The New Jersey Supreme Court heard arguments on January 5th about the constitutionality of Governor Christie’s state aid cutbacks to the Abbott school districts this year. The $1 billion dollar cut to all school districts included a 100% cut to some suburban school districts. In short, the income tax, which is supposed to provide property tax relief to all homeowners, has become a tool to redistribute income from middle and upper income suburban individual and families to failed urban school districts throughout the state.
The long history of education litigation should be ended and a new paradigm should emerge that would provide a quality education to students, particularly in inner cities. For more than three decades, the Education Law Center has asserted—and argued before the Supreme Court–that more state aid would improve the outcomes in urban school districts. But on January 5th the state Board of Education released results of statewide standardized tests that reveal a widening of the “achievement gap” between inner city students and suburban youngsters.
According to the Star Ledger, “On that test, about 60 percent of black or African-American third-graders failed to achieve proficient scores, compared to 21.4 percent for Asian students and 31 percent for whites.” So do these test results prove that the ELC is right, more money is needed to “close the achievement gap?” Or, do the test results confirm what the critics of the Abbott decision have been asserting for decades, namely, that more money does not “buy” better education for inner city kids?
Whether these test results are indicative of the actual skill sets of inner city youngsters, they are troubling indeed.
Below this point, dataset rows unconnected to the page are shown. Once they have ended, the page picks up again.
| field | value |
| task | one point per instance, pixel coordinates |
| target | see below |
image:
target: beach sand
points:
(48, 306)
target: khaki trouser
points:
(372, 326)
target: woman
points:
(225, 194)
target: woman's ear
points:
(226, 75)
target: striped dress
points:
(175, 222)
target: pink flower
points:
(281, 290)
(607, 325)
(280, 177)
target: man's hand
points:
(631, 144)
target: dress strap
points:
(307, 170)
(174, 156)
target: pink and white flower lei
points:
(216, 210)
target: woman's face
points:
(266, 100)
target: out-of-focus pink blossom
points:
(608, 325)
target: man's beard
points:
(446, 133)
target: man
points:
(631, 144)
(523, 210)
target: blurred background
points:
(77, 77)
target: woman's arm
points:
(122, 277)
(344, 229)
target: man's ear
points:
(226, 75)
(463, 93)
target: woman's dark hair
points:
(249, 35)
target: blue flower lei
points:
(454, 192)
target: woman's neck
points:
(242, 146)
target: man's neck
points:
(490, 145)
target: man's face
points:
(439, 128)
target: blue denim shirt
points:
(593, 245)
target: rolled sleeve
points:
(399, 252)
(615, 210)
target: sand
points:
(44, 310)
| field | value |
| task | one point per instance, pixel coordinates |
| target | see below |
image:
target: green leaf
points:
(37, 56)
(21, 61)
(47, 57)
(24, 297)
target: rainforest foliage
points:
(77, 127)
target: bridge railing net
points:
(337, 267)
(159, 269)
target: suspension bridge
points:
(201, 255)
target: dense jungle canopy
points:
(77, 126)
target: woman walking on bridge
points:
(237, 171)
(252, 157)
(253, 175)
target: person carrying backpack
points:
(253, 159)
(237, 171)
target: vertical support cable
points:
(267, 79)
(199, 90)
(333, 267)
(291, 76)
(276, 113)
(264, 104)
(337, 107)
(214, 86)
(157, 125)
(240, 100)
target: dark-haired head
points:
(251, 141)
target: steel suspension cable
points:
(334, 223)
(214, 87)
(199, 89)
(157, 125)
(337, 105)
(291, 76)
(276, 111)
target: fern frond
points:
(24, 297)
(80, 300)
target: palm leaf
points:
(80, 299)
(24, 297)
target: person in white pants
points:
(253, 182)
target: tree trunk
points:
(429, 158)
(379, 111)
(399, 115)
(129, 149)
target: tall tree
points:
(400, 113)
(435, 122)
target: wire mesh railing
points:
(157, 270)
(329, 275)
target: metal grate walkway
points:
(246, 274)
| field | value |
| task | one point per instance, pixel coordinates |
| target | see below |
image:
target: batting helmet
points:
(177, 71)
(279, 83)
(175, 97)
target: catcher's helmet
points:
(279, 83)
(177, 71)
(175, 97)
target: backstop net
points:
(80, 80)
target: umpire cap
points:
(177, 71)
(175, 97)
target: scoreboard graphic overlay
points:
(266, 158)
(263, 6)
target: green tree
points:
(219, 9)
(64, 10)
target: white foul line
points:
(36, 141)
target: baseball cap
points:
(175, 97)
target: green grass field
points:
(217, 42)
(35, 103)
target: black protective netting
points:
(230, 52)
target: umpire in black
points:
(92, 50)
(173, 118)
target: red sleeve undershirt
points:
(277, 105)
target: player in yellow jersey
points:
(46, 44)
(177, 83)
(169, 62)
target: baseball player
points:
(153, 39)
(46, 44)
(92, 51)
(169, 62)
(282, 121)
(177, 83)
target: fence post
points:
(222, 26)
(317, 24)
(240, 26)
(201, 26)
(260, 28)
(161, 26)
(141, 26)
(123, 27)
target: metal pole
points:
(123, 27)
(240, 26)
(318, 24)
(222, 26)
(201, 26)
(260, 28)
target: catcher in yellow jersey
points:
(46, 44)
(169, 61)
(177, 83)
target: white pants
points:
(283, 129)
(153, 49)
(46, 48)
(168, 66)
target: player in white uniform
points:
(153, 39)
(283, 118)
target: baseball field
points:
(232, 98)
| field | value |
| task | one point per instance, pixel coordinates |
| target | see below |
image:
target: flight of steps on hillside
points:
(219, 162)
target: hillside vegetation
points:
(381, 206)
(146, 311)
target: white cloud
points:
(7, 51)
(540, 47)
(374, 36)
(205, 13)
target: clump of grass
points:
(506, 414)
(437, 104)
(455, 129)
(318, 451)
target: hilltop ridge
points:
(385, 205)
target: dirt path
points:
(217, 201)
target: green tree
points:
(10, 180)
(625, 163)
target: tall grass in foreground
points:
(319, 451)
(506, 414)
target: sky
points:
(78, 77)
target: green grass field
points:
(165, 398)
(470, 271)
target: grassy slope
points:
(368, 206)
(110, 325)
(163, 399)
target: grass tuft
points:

After spending additional hundreds of billions of dollars on improving the education of inner city students, the question that should be asked is simple: Why do we as a society tolerate so much failure at such an unbelievable high cost to taxpayers?
Like most ills in our society, we need to challenge the status quo, especially in education—where expensive and under performing schools in our state have been the focus of public policy initiatives and litigation for decades. Common sense dictates we must have a dialog about an alternative to government education. As long as Republican and Democratic lawmakers, the Education Law Center, the teachers’ union and the Supreme Court believe that the current public school “system” is the optimal way to teach children, taxpayers will be forced to pay for an expensive failed experiment—relying on government to educate inner city children.